To whom do they not, at last, become vannity and insupportable?
In the age of rediscovered classical knowledge, spiritual kinship was to be found in either Greece or Rome.
I hate the morsels that necessity carves me; any commodity upon which I had vanitu to depend would have me by the throat. I seek out change indiscriminately and tumultuously. If they unfortunately happen to thwart and contradict one another, so as to produce two parts, of doubtful and difficult choice, I will willingly choose to withdraw and escape the tempest; in the meantime nature or the hazards of war may lend me a helping hand.
The Vanity of Words | Essay as I might
I am not much taken with the sweetness of a native air: Crates did worse, who threw himself into the liberty of poverty, only to rid himself of the inconveniences and cares of his house.
The human mind loves the bondage of words and is apt, when freed from one form of their tyranny, to set up another more oppressive than the last. Throughout the voluminous collection, Montaigne is frequently unserious and pathologically self-aware——ever ready to undermine himself at the moment he appears pedagogical, or didactic.
Montaigne catalogues his thoughts at the very moment at which they occur in attempt to clarify them——before he can distrust them, before he can become ashamed of himself——just as Hamlet uses the artifice of the play to produce a renewed moment in which to hold a sense of resolve muddled by prolonged contemplation.
I never read this following story that I am not offended at it with a personal and natural resentment: At the very beginning of my fevers and sicknesses that cast me down, whilst still entire, and but little, disordered in health, I reconcile myself to Almighty God by the last Christian, offices, and find myself by so doing less oppressed and more easy, and have got, methinks, so much the better of my disease.
I am a Frenchman only through this great city, great in people, great in the felicity of her situation; but, above all, great and incomparable in variety and diversity of commodities: And besides, traveling does no harm except to the wallet. When I consider my affairs at distance and in gross, I find, because perhaps my memory is none of the best, that they have gone on hitherto improving beyond my reason or expectation; my revenue seems greater than it is; its prosperity betrays me: Commentaries are copyrighted, but may be used with proper attribution.
Of the vanity of words
There is not only consolation to be extracted from this universal combination of ills and ,ontaignes, but, moreover, some hopes of the continuation of our state, forasmuch as, naturally, nothing falls where all falls: No man, so far as in me lie, shall have a clearer, a more quiet and free fruition of his estate than I.
The groans of the stone are grown so familiar to my people, that nobody takes any notice of them. Never did any man more fully and feebly suffer himself to be governed by a third person than I should do, had I any one to whom to entrust myself.
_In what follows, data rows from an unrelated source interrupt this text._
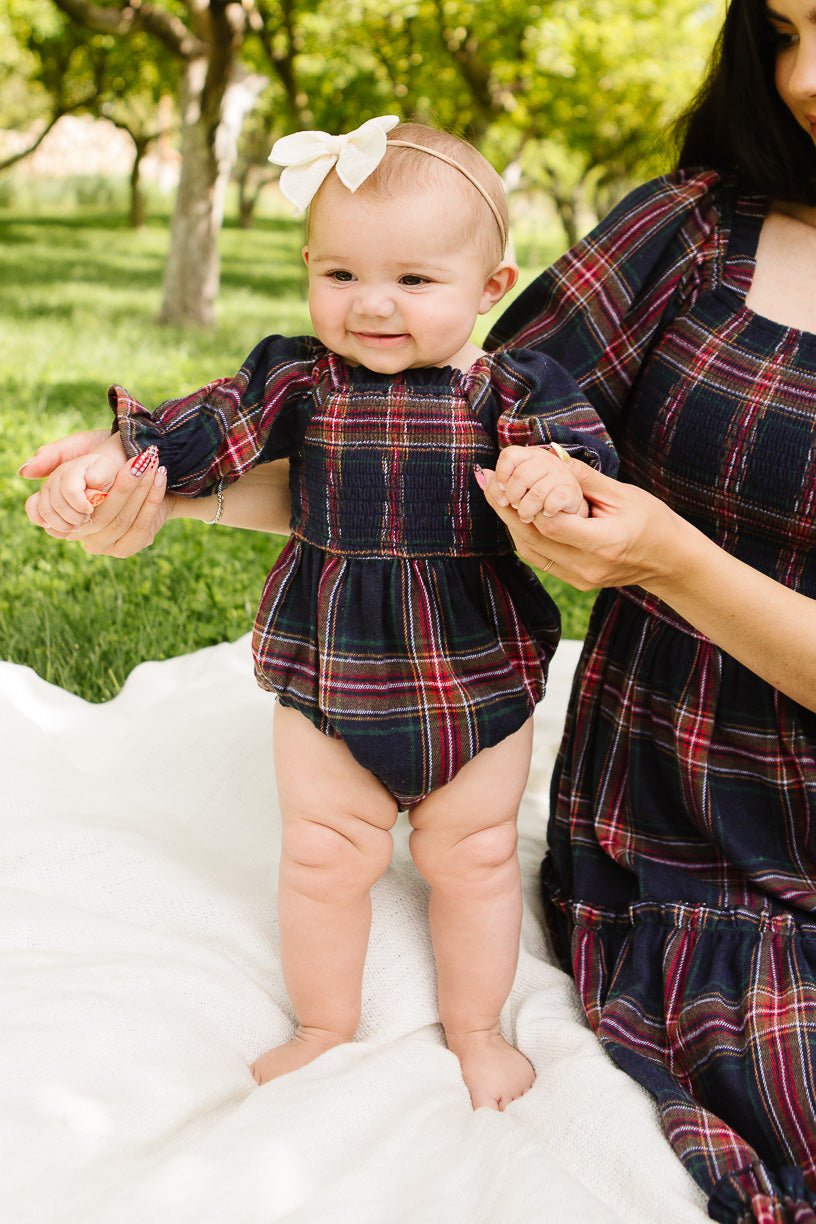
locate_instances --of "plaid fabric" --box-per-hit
[111,337,617,807]
[494,167,816,1222]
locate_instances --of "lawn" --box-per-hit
[0,200,591,701]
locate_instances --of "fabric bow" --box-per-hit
[269,115,399,213]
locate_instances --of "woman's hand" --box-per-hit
[484,447,683,591]
[484,448,816,710]
[20,430,177,557]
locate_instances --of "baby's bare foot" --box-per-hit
[445,1029,536,1109]
[250,1026,347,1084]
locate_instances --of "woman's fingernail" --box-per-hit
[131,447,159,476]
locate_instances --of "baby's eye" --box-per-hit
[771,27,799,51]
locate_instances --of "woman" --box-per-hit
[20,0,816,1222]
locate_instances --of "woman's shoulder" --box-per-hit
[585,168,736,257]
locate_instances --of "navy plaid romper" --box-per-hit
[110,337,617,808]
[489,171,816,1224]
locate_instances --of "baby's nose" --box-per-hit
[356,285,394,318]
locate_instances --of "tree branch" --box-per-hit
[54,0,207,60]
[0,92,97,174]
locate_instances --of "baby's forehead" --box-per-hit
[308,175,495,255]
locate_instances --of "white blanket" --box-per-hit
[0,638,707,1224]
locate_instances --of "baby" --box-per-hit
[36,116,617,1109]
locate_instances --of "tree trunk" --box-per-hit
[159,59,264,327]
[127,136,150,229]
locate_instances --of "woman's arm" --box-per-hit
[21,431,290,557]
[486,458,816,710]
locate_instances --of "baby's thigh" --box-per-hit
[274,703,398,845]
[410,718,532,838]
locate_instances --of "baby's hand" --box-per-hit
[38,444,125,534]
[495,443,590,523]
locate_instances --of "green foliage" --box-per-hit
[0,206,591,701]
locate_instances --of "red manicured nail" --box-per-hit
[131,447,159,476]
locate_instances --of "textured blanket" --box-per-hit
[0,638,707,1224]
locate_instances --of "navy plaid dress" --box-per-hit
[110,337,617,807]
[491,173,816,1224]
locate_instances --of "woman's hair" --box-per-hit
[675,0,816,203]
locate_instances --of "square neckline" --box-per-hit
[721,193,816,348]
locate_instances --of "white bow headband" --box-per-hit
[269,115,508,246]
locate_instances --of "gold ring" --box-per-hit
[549,442,573,463]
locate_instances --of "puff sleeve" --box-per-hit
[486,170,728,433]
[108,335,324,497]
[488,349,618,476]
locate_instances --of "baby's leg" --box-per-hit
[410,720,535,1109]
[252,705,396,1083]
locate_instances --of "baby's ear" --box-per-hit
[478,259,519,315]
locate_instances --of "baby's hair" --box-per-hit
[310,124,509,267]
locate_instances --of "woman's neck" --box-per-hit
[773,200,816,229]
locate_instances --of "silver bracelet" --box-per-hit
[204,480,224,528]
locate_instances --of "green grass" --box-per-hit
[0,200,592,701]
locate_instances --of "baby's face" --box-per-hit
[303,181,500,373]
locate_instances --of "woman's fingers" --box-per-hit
[17,430,109,480]
[71,465,171,557]
[484,460,674,590]
[26,490,75,540]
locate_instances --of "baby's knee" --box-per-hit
[411,820,519,886]
[281,818,393,897]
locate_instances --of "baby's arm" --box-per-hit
[495,442,590,523]
[33,433,135,531]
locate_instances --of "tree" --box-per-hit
[55,0,262,327]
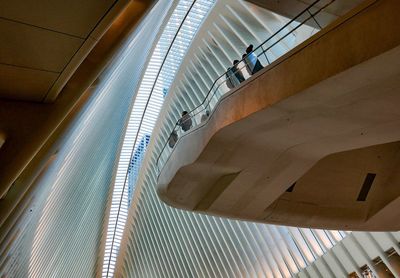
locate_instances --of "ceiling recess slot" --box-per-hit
[357,173,376,201]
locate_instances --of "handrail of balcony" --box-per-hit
[156,0,336,177]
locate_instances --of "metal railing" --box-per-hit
[156,0,335,177]
[103,0,197,277]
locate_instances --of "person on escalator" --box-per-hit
[232,60,245,83]
[178,111,192,132]
[245,44,264,74]
[225,68,240,89]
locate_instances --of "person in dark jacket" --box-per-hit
[225,68,240,89]
[232,60,245,83]
[168,130,178,148]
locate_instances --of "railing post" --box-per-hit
[261,45,271,65]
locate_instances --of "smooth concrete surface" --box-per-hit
[158,0,400,231]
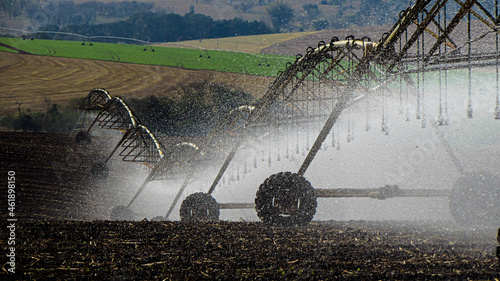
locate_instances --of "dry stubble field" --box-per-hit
[0,52,272,115]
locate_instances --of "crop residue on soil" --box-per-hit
[1,221,499,280]
[0,132,500,280]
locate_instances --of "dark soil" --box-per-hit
[0,132,500,280]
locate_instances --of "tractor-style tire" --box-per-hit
[180,192,220,222]
[90,162,109,180]
[109,205,134,221]
[75,131,92,145]
[450,173,500,227]
[255,172,317,226]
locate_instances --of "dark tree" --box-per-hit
[266,1,293,31]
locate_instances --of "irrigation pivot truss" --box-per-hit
[75,0,500,225]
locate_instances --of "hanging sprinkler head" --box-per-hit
[467,103,473,118]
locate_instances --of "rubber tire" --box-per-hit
[109,205,134,221]
[450,173,500,227]
[180,192,220,222]
[75,131,92,145]
[255,172,318,226]
[90,162,109,180]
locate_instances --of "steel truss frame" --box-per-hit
[96,0,500,223]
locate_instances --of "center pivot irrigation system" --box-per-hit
[76,0,500,226]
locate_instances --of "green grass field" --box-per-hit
[0,38,295,76]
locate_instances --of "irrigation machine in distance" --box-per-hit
[76,0,500,235]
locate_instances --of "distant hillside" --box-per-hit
[0,0,411,37]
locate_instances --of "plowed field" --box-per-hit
[0,52,273,115]
[0,132,500,280]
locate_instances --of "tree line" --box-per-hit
[60,12,272,42]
Is it by nature, or through error of fancy, that the sight of places which we know to have been frequented and inhabited by persons whose memories are recommended in story, moves us in some sort more than to hear a recital of their — acts or to read their writings? Aristotle boasts somewhere in his writings that he affected it: I fortify myself both in courage, which is the strongest assistant, and also in fortune, therein wherewith to satisfy myself, though everything else should forsake me.
Still, this hyperbole is fun, and lists need to be made. By esay to use this website, you agree to their use.